Despite the above issues, there are some cases where running a cron task is perfectly acceptable and possible better than some of the alternatives. When it is not absolutely essential that the task be run consistently, a cron job can be a quick and easy solution that doesn’t require a lot of setup. Combined with a
whenever schedule.rb file and a deployment strategy that maintains your cron tasks, it can be a viable strategy.
Alternatives to Crontab
Sidekiq and Sidetiq
In cases where cron tasks don’t quite cut it, there are alternatives. My personal favorite is a combination of Sidekiq and Sidetiq. Understand, though, that these aren’t simple to setup. They require a redis server and additional code. When you run sidekiq, your application is loaded into memory and runs tasks as you schedule them in your code. This is nice because the code is constantly running and can quickly pick up new tasks and process them without additional overhead. When multiple application servers point to a single redis server (or server cluster) endpoint, you can also have multiple sidekiq instances pointing to that same redis server and have them pick off tasks as they have availability. This is great for scaling and (mostly) eliminates issues of locking, semaphores, and race conditions.
The Heroku Scheduler
Another alternative to cron tasks is the Heroku Scheduler, if your application is running on Heroku. As is noted in the documentation, the Heroku Scheduler does not guarantee that tasks will be run, so you are encouraged to include a custom clock in your application to make sure that tasks are run. It also has a limit of running at most once every 10 minutes, so you may need to use a worker dyno and create your own looping mechanism in a long running task to make sure tasks are run as frequently as they should be.

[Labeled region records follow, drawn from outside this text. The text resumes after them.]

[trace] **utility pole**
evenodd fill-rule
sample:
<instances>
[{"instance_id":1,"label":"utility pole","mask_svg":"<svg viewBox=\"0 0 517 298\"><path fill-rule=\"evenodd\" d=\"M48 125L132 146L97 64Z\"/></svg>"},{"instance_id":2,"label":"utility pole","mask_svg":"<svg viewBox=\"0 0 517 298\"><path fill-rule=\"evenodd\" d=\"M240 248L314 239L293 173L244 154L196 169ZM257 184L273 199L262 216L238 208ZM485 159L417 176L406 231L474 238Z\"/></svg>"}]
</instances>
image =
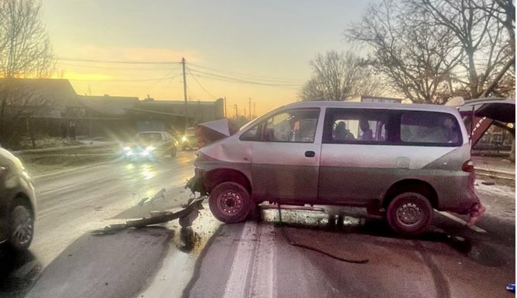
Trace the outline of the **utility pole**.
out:
<instances>
[{"instance_id":1,"label":"utility pole","mask_svg":"<svg viewBox=\"0 0 517 298\"><path fill-rule=\"evenodd\" d=\"M189 104L187 101L187 77L185 75L185 58L181 58L181 65L183 67L183 94L185 100L185 128L189 127Z\"/></svg>"},{"instance_id":2,"label":"utility pole","mask_svg":"<svg viewBox=\"0 0 517 298\"><path fill-rule=\"evenodd\" d=\"M224 96L224 117L227 118L228 114L226 111L226 96Z\"/></svg>"}]
</instances>

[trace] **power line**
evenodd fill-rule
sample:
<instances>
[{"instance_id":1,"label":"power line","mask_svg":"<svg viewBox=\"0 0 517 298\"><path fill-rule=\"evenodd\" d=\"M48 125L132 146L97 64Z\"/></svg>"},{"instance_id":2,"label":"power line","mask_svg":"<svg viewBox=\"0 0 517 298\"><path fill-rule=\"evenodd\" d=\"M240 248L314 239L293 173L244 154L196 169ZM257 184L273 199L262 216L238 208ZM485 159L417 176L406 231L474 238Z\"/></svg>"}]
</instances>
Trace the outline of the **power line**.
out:
<instances>
[{"instance_id":1,"label":"power line","mask_svg":"<svg viewBox=\"0 0 517 298\"><path fill-rule=\"evenodd\" d=\"M115 63L121 64L179 64L177 61L131 61L131 60L92 60L85 59L73 59L71 58L58 57L57 60L60 61L71 61L74 62L88 62L97 63Z\"/></svg>"},{"instance_id":2,"label":"power line","mask_svg":"<svg viewBox=\"0 0 517 298\"><path fill-rule=\"evenodd\" d=\"M143 81L159 81L167 79L173 79L180 75L176 75L175 76L172 76L167 77L162 77L160 78L155 79L143 79L139 80L81 80L81 79L68 79L69 81L80 81L80 82L143 82Z\"/></svg>"},{"instance_id":3,"label":"power line","mask_svg":"<svg viewBox=\"0 0 517 298\"><path fill-rule=\"evenodd\" d=\"M193 75L192 73L190 72L190 69L189 69L188 68L187 68L187 70L189 71L189 73L190 74L190 76L192 76L194 78L194 80L195 81L195 82L197 83L197 85L199 85L199 87L201 87L201 89L203 89L203 91L205 91L205 93L206 93L206 94L208 94L208 96L210 96L210 97L211 97L212 98L216 98L216 96L214 96L214 95L212 95L212 94L211 94L210 93L210 92L209 92L208 91L207 91L206 90L206 89L205 89L205 87L203 87L203 85L201 85L201 83L199 82L199 81L198 81L197 79L196 78L195 76L194 76L194 75Z\"/></svg>"},{"instance_id":4,"label":"power line","mask_svg":"<svg viewBox=\"0 0 517 298\"><path fill-rule=\"evenodd\" d=\"M244 80L244 79L239 79L239 78L234 78L234 77L229 77L229 76L222 76L222 75L216 74L213 74L213 73L207 73L207 72L202 72L202 71L198 71L198 70L192 70L192 71L193 71L194 72L197 73L198 74L204 74L204 75L208 75L208 76L211 76L212 77L215 77L216 78L219 78L220 79L224 79L225 80L226 80L227 81L233 81L234 82L241 82L241 83L245 83L245 84L254 84L254 85L258 85L270 86L287 86L287 87L294 87L294 86L301 86L301 85L302 85L301 83L283 83L283 82L277 82L277 83L272 83L272 82L260 82L260 81L250 81L250 80ZM199 74L198 74L198 76L200 76L200 77L204 77L203 76L202 76L202 75L199 75ZM214 79L215 79L215 78L214 78Z\"/></svg>"},{"instance_id":5,"label":"power line","mask_svg":"<svg viewBox=\"0 0 517 298\"><path fill-rule=\"evenodd\" d=\"M180 69L180 68L177 68L174 69L171 69L170 68L132 68L132 67L109 67L109 66L95 65L84 65L80 64L73 64L73 63L57 63L56 64L58 65L62 65L65 66L74 66L78 67L85 67L90 68L100 68L100 69L127 69L132 70L171 70Z\"/></svg>"},{"instance_id":6,"label":"power line","mask_svg":"<svg viewBox=\"0 0 517 298\"><path fill-rule=\"evenodd\" d=\"M160 82L160 81L162 81L162 80L166 79L167 77L168 77L167 76L170 75L172 72L174 71L176 69L172 69L172 70L171 70L171 71L170 71L168 73L165 74L165 75L163 76L163 77L162 77L161 79L159 79L159 80L155 81L155 82L153 83L153 84L151 84L150 86L149 86L147 88L146 88L145 89L145 91L144 91L144 93L147 93L147 91L149 91L149 89L152 89L153 87L154 87L156 85L156 84L157 84L159 82ZM171 78L171 80L169 81L169 84L170 84L171 82L172 81L172 79L173 78L174 78L175 77L177 77L177 76L178 76L179 75L180 75L178 74L178 75L177 75L176 76L173 76L172 78Z\"/></svg>"},{"instance_id":7,"label":"power line","mask_svg":"<svg viewBox=\"0 0 517 298\"><path fill-rule=\"evenodd\" d=\"M219 80L219 81L225 81L225 82L233 82L233 83L240 83L240 84L245 84L258 85L262 85L262 86L266 86L275 87L278 87L278 88L283 88L283 89L291 89L291 90L298 90L298 88L296 88L296 87L295 87L294 86L288 87L288 86L286 86L285 85L281 85L268 84L263 84L263 83L258 83L258 82L247 82L247 81L237 81L237 80L229 80L229 79L221 79L221 78L216 78L216 77L209 77L209 76L204 76L204 75L200 75L200 74L198 74L198 75L196 75L198 77L199 77L205 78L207 78L207 79L212 79L212 80Z\"/></svg>"},{"instance_id":8,"label":"power line","mask_svg":"<svg viewBox=\"0 0 517 298\"><path fill-rule=\"evenodd\" d=\"M189 63L188 64L189 65L190 65L194 66L195 67L197 67L197 68L201 68L201 69L206 69L206 70L211 70L211 71L216 71L216 72L220 72L220 73L223 73L223 74L225 73L226 74L233 74L234 75L240 75L241 76L246 76L246 77L257 77L257 78L264 78L265 79L275 79L277 81L283 81L284 82L300 82L300 83L303 83L303 82L305 82L305 81L306 80L303 80L303 79L301 79L289 78L284 78L284 77L275 77L275 76L262 76L262 75L252 75L252 74L247 74L247 73L241 73L241 72L224 71L221 71L220 70L218 70L218 69L215 69L215 68L207 67L202 66L202 65L198 65L198 64L192 64L191 63ZM262 80L269 80L262 79Z\"/></svg>"}]
</instances>

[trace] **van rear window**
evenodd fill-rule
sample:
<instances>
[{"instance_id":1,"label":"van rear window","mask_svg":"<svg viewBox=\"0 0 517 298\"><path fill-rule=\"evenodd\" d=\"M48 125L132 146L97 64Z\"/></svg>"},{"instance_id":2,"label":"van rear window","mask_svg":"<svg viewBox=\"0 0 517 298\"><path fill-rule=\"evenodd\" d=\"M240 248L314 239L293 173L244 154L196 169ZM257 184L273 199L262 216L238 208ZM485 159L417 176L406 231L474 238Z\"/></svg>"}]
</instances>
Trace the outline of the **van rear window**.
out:
<instances>
[{"instance_id":1,"label":"van rear window","mask_svg":"<svg viewBox=\"0 0 517 298\"><path fill-rule=\"evenodd\" d=\"M323 143L456 146L463 143L453 115L440 112L327 109Z\"/></svg>"},{"instance_id":2,"label":"van rear window","mask_svg":"<svg viewBox=\"0 0 517 298\"><path fill-rule=\"evenodd\" d=\"M461 130L452 115L407 111L401 115L400 140L404 143L459 145Z\"/></svg>"}]
</instances>

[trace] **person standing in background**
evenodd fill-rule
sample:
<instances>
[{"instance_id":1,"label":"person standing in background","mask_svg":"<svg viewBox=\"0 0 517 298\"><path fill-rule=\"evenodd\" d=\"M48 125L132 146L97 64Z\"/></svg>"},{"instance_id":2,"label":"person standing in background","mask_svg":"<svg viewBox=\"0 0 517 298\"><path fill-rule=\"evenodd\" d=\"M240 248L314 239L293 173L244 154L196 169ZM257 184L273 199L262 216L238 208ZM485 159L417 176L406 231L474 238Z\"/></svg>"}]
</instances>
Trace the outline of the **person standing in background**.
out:
<instances>
[{"instance_id":1,"label":"person standing in background","mask_svg":"<svg viewBox=\"0 0 517 298\"><path fill-rule=\"evenodd\" d=\"M59 125L59 128L61 129L61 138L66 141L67 128L64 120L61 122L61 124Z\"/></svg>"},{"instance_id":2,"label":"person standing in background","mask_svg":"<svg viewBox=\"0 0 517 298\"><path fill-rule=\"evenodd\" d=\"M72 140L75 140L75 122L71 121L70 123L70 137Z\"/></svg>"}]
</instances>

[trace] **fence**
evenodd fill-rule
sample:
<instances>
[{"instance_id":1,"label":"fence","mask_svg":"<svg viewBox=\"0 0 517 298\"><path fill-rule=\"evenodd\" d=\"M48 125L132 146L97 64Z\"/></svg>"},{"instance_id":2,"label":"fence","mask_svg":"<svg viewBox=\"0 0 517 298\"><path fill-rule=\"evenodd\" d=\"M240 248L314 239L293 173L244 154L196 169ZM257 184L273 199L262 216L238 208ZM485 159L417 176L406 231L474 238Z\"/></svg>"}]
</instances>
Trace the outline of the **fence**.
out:
<instances>
[{"instance_id":1,"label":"fence","mask_svg":"<svg viewBox=\"0 0 517 298\"><path fill-rule=\"evenodd\" d=\"M30 117L26 121L24 135L27 136L60 137L62 124L70 136L70 124L75 123L75 135L124 139L136 131L134 121L117 118L53 118Z\"/></svg>"}]
</instances>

While cron jobs are useful, and can get the job done in many instances, you should be careful in your decision of how to implement scheduled and delayed tasks. Cron jobs are best for tasks that are not highly critical or essential to your application’s functionality or performance. They should also usually execute in a reasonably short amount of time so that they don’t bog down your server(s). When you have scheduled tasks of a critical nature, or tasks that need to be run more than once per minute, tools such as Heroku’s worker dynos or Sidekiq are very performant and viable solutions.